2024年6月13日(木)尾高忠明指揮/大阪フィルハーモニー交響楽団 モーツァルトとブルックナーⅠ

19時開演 ザ・シンフォニーホール

生誕200年のブルックナー・イヤーにちなみ、「シンフォニストの理想を求めて」というタイトルで、ブルックナーとモーツァルトの交響曲をカップリングした3回シリーズの演奏会。
この日が第1回目でした。

イヤーの今年、にわかブルオタ女子としては交響曲コンプリートを目指しているのですが、その大半を担ってくれるのが大フィル。この3回シリーズでは初期の3作品、0番、1番、2番が採り上げられており、いずれも演奏機会が少ない作品なので、コンプリートの大きな助けにもなります。モーツァルトの交響曲の方は、「三大交響曲」と呼ばれる39番、40番、41番。

書いては直し、を繰り返したブルックナーと、悩むことなしに書いたモーツァルトとの対照的な組み合わせ、でしょうか?

この日は、モーツァルト39番、ブルックナー0番のプログラム。

モーツァルトの39番は、他の2作品と3曲セットで作曲されたようですが(しかも3曲をたったの6週間で)、作曲経緯は不詳とのこと。
木管にオーボエがないという珍しい編成ですが、この演奏で最も印象に残ったのは、クラリネットとフルートの極々弱音でのアンサンブル。クラリネット演奏の拙い経験者として、ここまで音量を落とし、一定の音量を保って吹くのはかなりの難易度では?と感じましたが、しかしさすがで美しかった。弱音の「集中させる力」を感じる演奏でもありました。

さて、ブルックナーの0番。
実際には1番の後に作曲されたとか、0の付番がありやなしや、と音楽以外の解説に文字数が割かれる作品ではありますが——いやー、でも十分に「ブルックナー」であるこの作品、冒頭からブルックナー節炸裂で、のっけから持って行かれます。ちなみにヴァイオリンのトレモロ音型で奏でられるこの上下行を「第一主題ではない」と言われたのが原因でブルックナーは番号をつけなかったとか?

もしこれを「2番」としていたならば第九のジンクスは打ち破れただろうに、と思いもしますが——いやいや、そうなるとビビって9番になるはずの8番で潰えてしまったかも知れず、9番ファンとしてそれは悲しい——などと「たられば」を考えるのも楽しいものです(共感者少なめ?)。

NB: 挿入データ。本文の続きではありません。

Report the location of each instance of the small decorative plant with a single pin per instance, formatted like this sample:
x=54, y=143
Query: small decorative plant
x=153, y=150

この日は、大フィルの看板弦16型ではなく、14型のやや小ぶりな編成。
前半のモーツァルトが残った耳で聴いたせいなのか、この作品の特徴であるのか、室内楽的なアンサンブルで美しい演奏でした。2楽章アンダンテの甘美な歌。こんなに桃源郷な作品であったのかと陶然としました。と、ガラリと変容して3楽章のスケルツォのグルグル感がたまらない。4楽章の武骨ながら大団円的な結び——ブルックナーらしさ満載。

こんなに完成度が高いのに、世に問おうとしなかったのですね。性格だから仕方ない? でも後世ではちゃんと評価されていますよ、とブルックナー先生に伝えてあげたい。

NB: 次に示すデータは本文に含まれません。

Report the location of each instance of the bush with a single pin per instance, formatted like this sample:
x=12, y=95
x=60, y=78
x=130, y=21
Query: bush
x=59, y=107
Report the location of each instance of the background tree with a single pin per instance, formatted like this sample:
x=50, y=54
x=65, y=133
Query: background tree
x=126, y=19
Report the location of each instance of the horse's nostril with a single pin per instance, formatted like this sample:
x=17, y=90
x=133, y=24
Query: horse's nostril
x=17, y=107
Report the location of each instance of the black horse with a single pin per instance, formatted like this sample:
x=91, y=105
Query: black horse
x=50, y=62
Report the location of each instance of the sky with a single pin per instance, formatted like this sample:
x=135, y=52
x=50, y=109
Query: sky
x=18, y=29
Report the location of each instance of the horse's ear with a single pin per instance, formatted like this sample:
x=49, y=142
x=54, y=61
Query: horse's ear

やっぱりブルックナー大好きを認識したこの演奏会。大フィル様ありがとうございます。
もちろんこのツィクルスはセット買いしているので、8月に2番、11月に1番を聴きます。

◇座席
2階最後列の中央を買ったところ、前列のオジサマの頭でマエストロと弦の各第1プルトが全滅。シンフォニーホールの中央ブロックは座席を前後でずらしていないので前席がまる被りになるのです。なので、後半は空いている下手側に引っ越しさせてもらいました——2階席後ろの方はガラガラだろうと高を括っていたのですが、ブルオタ混雑エリアだったようです‥。